O dever do credor de mitigar o próprio prejuízo

08/07/2019

Por Teixeira Fortes Advogados Associados

Por Antônio Carlos Magro Júnior

O dever de mitigar o próprio prejuízo é um instituto trazido do Direito Anglo Saxônico, com a original denominação de duty to mitigate the loss. Sua aplicação, cada vez mais, vem sendo defendida pela doutrina e adotada por nossos tribunais.
 
Referido instituto se baseia no princípio da boa-fé objetiva[1], e consiste no fato de que o credor deve atuar, sempre que possível, tanto na relação contratual como em juízo, de maneira a reduzir a extensão do dano da outra parte. De certa forma, o credor deve colaborar com o devedor, para que o dano, tido como certo, tenha a menor proporção possível.
 
O primeiro registro formal a respeito do tema, no Brasil, surgiu no encontro III Jornada de Direito Civil do Conselho da Justiça Federal, em 2005, lá tendo sido editado o seguinte enunciado a este respeito:
 
Enunciado nº 169: Art. 422: O princípio da boa-fé objetiva deve levar o credor a evitar o agravamento do próprio prejuízo.
 
Posteriormente, em 2010, o Superior Tribunal de Justiça julgou o leading case que passou a servir de referência aos demais tribunais, para que viessem a adotar em suas decisões o dever do credor de mitigar o próprio prejuízo.
 
Assim, conveniente colacionarmos o seguinte trecho da ementa do julgamento proferido pelo STJ[2], de forma a demonstrar no que consiste o instituto em comento:
 
"DIREITO CIVIL. CONTRATOS. BOA-FÉ OBJETIVA. STANDARD ÉTICO-JURÍDICO. OBSERVÂNCIA PELAS PARTES CONTRATANTES. DEVERES ANEXOS. DUTY TO MITIGATE THE LOSS. DEVER DE MITIGAR O PRÓPRIO PREJUÍZO. INÉRCIA DO CREDOR. AGRAVAMENTO DO DANO. INADIMPLEMENTO CONTRATUAL. RECURSO IMPROVIDO.
(…)
3. Preceito decorrente da boa-fé objetiva. Duty to mitigate the loss: o dever de mitigar o próprio prejuízo. Os contratantes devem tomar as medidas necessárias e possíveis para que o dano não seja agravado. A parte a que a perda aproveita não pode permanecer deliberadamente inerte diante do dano. Agravamento do prejuízo, em razão da inércia do credor. Infringência aos deveres de cooperação e lealdade."
 
No caso analisado pelo STJ, o credor deixou de adotar, dentro de um prazo razoável, providências efetivas contra um irregular ocupante de um imóvel de sua propriedade, o que fez com que o débito atribuído a referido ocupante aumentasse de maneira significativa.
 
O TJ/SP também tem adotado a tese do dever de mitigar o próprio prejuízo, desde que o devedor efetivamente demonstre que poderia o credor ter reduzido a extensão do dano sofrido. Confira-se o seguinte aresto[3]:
 
"Execução de título extrajudicial. Contrato de prestação de serviço escolar. Embargos opostos improcedentes. Alegação de cerceamento de defesa. Inocorrência. Contrato formalmente celebrado e com a assinatura de duas testemunhas instrumentárias e com comprovação da prestação do serviço mediante apresentação de extrato do histórico escolar. Aptidão, portanto, para servir como título exequível. Prestação de serviços educacionais contratados, sem efetiva comprovação de formalização de pedido de cancelamento de matrícula. Estabelecimento, porém, que poderia ter rescindido o contrato por faltas do aluno, após 60 dias. Afronta à boa-fé objetiva em não minimizar o débito do aluno (CCivil, 422). "Duty to mitigate the loss". Débito diminuído para 60 dias de inadimplência. Apelo provido parcialmente, rejeitadas as preliminares."
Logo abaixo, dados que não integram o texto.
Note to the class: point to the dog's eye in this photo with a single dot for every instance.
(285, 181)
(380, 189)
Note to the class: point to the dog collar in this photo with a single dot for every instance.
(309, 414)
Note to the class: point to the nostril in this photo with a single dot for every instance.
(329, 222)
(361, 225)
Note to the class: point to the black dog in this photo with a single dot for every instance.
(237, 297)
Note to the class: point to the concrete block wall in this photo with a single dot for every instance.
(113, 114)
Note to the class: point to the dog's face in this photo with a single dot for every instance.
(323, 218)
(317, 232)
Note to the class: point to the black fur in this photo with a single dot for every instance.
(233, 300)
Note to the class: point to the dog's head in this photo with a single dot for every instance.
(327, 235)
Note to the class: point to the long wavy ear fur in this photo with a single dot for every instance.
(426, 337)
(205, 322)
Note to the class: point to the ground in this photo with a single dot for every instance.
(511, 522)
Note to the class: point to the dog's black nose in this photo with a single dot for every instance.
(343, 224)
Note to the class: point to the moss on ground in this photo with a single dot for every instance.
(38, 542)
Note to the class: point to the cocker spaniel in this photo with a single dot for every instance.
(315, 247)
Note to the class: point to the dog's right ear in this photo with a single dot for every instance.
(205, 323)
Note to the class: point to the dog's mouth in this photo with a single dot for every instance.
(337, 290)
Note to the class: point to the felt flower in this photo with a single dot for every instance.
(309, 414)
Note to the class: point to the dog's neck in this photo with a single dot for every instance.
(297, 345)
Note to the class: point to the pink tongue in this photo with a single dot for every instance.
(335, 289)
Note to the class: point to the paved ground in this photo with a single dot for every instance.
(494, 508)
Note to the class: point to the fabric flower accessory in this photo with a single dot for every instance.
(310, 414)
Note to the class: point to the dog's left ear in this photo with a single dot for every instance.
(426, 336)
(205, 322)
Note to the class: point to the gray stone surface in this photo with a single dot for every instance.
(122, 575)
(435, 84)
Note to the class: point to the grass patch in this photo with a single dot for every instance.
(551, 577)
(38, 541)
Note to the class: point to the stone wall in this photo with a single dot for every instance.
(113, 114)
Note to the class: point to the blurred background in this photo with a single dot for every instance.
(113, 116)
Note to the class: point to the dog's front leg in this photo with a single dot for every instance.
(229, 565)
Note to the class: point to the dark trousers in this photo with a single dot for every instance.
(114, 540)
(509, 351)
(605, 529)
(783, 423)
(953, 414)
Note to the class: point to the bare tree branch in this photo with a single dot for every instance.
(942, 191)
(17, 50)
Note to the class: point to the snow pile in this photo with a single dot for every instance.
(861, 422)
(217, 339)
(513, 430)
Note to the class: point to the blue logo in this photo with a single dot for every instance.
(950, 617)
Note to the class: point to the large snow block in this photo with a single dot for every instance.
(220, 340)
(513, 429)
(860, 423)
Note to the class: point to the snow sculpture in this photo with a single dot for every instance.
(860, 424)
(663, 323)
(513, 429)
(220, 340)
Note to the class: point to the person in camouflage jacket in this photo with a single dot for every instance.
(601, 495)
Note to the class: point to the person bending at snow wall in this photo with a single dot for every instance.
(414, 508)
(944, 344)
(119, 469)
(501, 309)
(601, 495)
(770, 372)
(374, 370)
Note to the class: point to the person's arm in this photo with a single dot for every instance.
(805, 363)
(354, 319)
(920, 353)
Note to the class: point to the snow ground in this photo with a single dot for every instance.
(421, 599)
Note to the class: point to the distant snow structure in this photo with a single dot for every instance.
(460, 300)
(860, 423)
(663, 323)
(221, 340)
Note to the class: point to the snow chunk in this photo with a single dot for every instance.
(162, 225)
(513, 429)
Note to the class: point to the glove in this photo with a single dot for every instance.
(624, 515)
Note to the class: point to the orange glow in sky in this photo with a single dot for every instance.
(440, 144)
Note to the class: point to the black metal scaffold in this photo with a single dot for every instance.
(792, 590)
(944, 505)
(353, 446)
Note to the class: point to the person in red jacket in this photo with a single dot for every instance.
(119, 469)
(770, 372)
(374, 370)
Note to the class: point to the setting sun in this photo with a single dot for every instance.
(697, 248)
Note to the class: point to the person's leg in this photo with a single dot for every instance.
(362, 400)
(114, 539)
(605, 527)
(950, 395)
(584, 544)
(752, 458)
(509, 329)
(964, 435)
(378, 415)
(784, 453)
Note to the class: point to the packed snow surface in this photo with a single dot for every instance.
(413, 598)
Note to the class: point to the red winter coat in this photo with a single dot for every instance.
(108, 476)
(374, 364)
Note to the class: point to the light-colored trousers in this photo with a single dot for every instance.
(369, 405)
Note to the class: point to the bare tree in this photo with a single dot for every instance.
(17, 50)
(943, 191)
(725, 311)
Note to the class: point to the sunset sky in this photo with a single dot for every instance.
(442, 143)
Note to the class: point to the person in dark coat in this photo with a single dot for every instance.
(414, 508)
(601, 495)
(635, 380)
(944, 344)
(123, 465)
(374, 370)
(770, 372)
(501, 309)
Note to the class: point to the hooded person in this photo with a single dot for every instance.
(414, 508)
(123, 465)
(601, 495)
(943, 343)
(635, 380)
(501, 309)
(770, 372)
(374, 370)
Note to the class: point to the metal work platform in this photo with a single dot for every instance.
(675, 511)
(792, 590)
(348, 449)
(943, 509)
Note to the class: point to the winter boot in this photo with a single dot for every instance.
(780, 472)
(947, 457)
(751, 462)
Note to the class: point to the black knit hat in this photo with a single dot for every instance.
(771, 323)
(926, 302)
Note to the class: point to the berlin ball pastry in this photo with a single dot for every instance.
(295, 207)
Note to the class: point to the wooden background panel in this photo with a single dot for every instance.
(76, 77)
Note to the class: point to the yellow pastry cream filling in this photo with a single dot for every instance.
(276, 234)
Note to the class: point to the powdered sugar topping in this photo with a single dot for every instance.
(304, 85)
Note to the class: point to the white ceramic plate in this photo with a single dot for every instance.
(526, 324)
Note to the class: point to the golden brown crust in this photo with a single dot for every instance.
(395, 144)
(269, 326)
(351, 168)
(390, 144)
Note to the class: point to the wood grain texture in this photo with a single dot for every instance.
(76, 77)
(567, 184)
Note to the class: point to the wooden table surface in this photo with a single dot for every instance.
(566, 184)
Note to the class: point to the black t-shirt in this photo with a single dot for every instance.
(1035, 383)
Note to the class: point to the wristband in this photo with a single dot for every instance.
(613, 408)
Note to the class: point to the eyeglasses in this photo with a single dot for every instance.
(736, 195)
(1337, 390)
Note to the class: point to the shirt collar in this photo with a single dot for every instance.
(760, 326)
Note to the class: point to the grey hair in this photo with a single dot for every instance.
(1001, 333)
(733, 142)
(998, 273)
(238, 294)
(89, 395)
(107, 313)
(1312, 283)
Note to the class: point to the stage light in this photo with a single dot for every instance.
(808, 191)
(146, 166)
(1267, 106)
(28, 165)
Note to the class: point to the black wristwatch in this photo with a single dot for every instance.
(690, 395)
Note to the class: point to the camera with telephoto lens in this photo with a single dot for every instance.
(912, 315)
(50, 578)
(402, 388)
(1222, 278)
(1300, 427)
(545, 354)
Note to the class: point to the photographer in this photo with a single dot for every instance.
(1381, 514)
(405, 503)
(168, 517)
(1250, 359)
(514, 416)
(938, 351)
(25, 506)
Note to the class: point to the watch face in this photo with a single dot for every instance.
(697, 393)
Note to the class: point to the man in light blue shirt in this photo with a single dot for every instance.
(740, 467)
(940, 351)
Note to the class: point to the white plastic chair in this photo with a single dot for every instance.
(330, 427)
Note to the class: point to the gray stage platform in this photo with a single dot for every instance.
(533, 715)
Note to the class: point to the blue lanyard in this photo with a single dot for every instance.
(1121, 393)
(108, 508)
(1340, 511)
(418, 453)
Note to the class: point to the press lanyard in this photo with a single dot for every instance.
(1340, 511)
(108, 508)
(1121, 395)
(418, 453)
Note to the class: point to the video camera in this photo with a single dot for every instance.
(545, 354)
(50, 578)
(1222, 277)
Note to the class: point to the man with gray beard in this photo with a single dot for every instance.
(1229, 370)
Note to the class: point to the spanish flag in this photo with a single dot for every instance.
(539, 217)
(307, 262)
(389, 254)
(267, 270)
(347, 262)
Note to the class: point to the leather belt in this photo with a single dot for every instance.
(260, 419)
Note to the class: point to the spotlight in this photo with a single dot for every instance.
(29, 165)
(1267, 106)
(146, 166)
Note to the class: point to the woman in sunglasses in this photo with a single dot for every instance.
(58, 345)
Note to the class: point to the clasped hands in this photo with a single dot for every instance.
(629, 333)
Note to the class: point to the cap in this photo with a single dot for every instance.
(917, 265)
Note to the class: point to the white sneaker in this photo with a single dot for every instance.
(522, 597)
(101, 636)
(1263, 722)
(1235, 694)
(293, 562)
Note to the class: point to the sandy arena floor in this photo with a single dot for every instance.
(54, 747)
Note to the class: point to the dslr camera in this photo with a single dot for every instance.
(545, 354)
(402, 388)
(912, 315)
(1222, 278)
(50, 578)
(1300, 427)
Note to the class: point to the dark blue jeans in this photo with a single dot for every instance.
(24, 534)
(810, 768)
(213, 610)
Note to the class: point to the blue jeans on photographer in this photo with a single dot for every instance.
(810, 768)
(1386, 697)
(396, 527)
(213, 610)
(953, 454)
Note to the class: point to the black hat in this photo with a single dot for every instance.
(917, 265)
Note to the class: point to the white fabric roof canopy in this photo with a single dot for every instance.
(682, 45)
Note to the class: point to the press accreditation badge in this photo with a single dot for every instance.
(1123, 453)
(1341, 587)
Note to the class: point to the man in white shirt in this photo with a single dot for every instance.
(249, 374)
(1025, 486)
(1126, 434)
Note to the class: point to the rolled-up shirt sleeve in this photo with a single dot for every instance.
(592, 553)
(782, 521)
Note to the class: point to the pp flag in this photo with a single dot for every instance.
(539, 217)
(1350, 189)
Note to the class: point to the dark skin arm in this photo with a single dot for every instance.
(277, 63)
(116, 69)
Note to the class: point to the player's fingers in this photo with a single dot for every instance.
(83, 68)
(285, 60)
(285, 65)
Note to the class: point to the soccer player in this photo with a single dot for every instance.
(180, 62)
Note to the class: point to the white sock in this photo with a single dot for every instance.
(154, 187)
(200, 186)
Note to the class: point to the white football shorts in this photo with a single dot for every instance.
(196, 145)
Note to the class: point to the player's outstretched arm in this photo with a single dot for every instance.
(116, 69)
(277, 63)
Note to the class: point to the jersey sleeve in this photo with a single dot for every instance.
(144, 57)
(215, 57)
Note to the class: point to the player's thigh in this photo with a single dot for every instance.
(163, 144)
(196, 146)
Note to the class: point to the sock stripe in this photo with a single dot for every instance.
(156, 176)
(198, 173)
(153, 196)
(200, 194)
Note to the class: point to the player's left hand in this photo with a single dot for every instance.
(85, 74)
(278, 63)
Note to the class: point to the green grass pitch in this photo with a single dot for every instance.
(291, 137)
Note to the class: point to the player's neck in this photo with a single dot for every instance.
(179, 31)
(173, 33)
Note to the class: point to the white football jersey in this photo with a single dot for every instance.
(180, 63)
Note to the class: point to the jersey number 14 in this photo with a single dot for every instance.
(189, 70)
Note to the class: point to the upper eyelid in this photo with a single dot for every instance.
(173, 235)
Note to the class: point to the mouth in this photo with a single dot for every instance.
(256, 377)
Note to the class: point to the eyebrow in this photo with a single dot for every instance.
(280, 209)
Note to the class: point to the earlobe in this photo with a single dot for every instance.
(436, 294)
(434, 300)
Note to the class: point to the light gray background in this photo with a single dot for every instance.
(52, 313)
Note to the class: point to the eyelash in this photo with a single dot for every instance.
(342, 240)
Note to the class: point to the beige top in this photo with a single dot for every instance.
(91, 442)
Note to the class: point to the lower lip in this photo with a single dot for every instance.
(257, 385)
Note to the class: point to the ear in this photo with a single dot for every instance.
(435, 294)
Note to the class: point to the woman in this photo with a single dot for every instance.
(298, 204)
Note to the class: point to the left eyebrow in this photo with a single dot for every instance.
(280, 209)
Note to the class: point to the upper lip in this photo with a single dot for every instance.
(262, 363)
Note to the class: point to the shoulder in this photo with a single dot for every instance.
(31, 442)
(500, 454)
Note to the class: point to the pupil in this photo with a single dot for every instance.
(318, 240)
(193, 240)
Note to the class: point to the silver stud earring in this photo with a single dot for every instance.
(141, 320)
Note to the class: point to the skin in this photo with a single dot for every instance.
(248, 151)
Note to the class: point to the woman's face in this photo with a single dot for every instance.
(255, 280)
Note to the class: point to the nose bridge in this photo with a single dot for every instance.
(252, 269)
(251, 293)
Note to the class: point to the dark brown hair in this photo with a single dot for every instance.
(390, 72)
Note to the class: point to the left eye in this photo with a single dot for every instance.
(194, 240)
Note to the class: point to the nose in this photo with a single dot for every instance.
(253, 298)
Como se nota, poderia a instituição de ensino, conforme previsão contratual por ela mesma imposta ao aluno, ter extinto o contrato após 60 dias de faltas injustificadas, e, assim, a inadimplência se resumiria ao período em questão. Não o fazendo em tal prazo, portanto, fez com que a dívida se elevasse, ocasião em que o TJ/SP entendeu pela redução da inadimplência no equivalente a 60 dias de mensalidade escolar impaga.
 
Em conclusão, importante salientar que o instituto em análise muito interessa às empresas, tanto no momento de contratarem, quando poderão dispor de cláusulas que contemplem o dever de mitigar o próprio prejuízo, quanto nas hipóteses em que tenham que demandar por obrigações inadimplidas, especialmente para que sejam tomadas decisões e traçadas estratégias que prevejam um eventual entendimento do Judiciário pela aplicação de aludido instituto.



[1] Conceito do princípio da boa-fé objetiva: Compreende ele um modelo de conduta social, verdadeiro standard jurídico ou regra de conduta, caracterizado por uma atuação de acordo com determinados padrões sociais de lisura, honestidade e correção de modo a não frustrar a legítima confiança da outra parte (Nelson Rosenvald, in Código Civil Comentado, Editora Manole, 7ª Edição, Barueri, 2003).

[2] Recurso Especial 758.518/PR, Relator Ministro Vasco Della Giustina (Desembargador convocado do TJ/RS), data de julgamento 17/10/2010.

[3] Apelação Cível 1011888-18.2014.8.26.0564; Relator: Soares Levada, data de julgamento 12/08/2016.